Ultimately, money customers spend at a local business stays local. Shuman cited a dozen studies that conclude money spent at independent businesses is reinvested in other local businesses. On average, he said, locally owned spending creates at least three times the economic benefit than spending at a nonlocal one. “Local businesses consistently spend more money locally and thereby generate more jobs,” Shuman wrote in his latest book, “Local Dollars, Local Sense.”

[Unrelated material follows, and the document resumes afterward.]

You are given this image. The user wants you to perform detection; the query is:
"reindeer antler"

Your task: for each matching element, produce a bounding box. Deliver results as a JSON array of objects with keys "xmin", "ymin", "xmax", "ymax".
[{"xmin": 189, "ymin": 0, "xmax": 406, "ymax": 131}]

New investment choices also give owners more options to keep the wealth local if they decide to cash out, sell or transfer their company to new owners. “There’s a whole middle territory that now we are going to give (business owners) the ability to finance at the local level,” Shuman said following his Sept. 9 presentation to local business leaders and government officials at the Rhode Island Foundation, as part of its "It's All In Our Backyard" campaign.

Local land

Densely populated states such as Rhode Island face pressure on open space, straining one of its best economic resources. “There’s every incentive to convert land to subdivisions,” Shuman said.
New zoning rules are needed to protect land for agriculture, he said, while new farmland could be opened up along highways, at airports and on rooftops. Urban farms also produce a cleaner, healthier environment, reducing air pollution and stormwater runoff. A significant shift to local agriculture creates jobs, tax revenue and promotes business in regional markets.

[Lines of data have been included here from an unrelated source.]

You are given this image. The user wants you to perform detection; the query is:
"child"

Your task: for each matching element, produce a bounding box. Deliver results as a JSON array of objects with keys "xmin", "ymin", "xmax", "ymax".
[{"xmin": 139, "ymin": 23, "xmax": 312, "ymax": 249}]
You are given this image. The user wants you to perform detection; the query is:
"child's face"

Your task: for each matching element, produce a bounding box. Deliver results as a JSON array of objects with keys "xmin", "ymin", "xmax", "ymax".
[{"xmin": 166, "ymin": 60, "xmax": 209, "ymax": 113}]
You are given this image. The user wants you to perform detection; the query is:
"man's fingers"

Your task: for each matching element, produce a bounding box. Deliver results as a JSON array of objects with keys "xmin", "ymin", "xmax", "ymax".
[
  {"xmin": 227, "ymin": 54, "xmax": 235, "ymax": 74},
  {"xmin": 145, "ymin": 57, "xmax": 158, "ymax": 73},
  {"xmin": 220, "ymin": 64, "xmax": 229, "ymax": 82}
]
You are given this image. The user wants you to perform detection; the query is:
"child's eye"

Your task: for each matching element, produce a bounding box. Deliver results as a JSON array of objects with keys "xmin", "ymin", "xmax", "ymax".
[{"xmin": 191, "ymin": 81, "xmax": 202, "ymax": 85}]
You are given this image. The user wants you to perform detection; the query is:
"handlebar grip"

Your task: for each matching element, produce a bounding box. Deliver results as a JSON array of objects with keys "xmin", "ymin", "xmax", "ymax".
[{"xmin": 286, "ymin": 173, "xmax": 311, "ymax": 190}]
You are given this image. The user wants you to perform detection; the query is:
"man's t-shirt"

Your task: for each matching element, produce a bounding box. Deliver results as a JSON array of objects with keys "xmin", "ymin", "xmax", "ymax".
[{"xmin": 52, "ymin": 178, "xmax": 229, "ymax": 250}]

“Let’s not get hung up that local must be Rhode Island,” Shuman said.

Nonlocal companies, Shuman said, are more likely to harm the environment and tend to resist tougher environmental standards by threatening to relocate if new regulations are adopted. He also referred to an Environmental Protection Agency (EPA) study that showed nonlocal companies tend to do more damage to the environment by releasing more toxins than a local business.

Shuman said local land trusts should expand their role in the community by doing more than protecting open space and farmland.

“I would like to see land trusts used for commercial development so that land trusts basically start acquiring parcels downtown to fill in gap teeth so you get coherent block structures," he said. Land trusts could also serve as intermediaries, buying commercial properties from usurious landlord in order to stabilize a business until a better landlord is found, he added. 

"We've just barely scratched the potential of how land trusts could be used," Schuman said. 

Better value

Higher prices are the most common objection to buying local. However, "You get what you pay for," Schuman said, noting that many products from chain stores are inferior. In an expanding service economy, the price of goods is also having less impact on a personal budget. “Let’s not think of it in terms of price. Let’s think of it in terms of value,” he said.

Entrenched obstacles to the buy-local movement, such as changing the buying habits of consumers who are loyal to brands and low prices, will be the job of advocacy groups, nonprofits, 
and consciousness companies, he said. “It would be smarter if social change activists really went to business school and thought about how they could take the work they do and create revenue streams around it so the work can stabilize and grow.”

These considerable tasks will have help, as $15 trillion of investable funds could flow towards local business investment through existing and new crowdfunding opportunities, ones that often have better returns than Wall Street investments.

“I believe we are really on the precipice of huge change,” he said.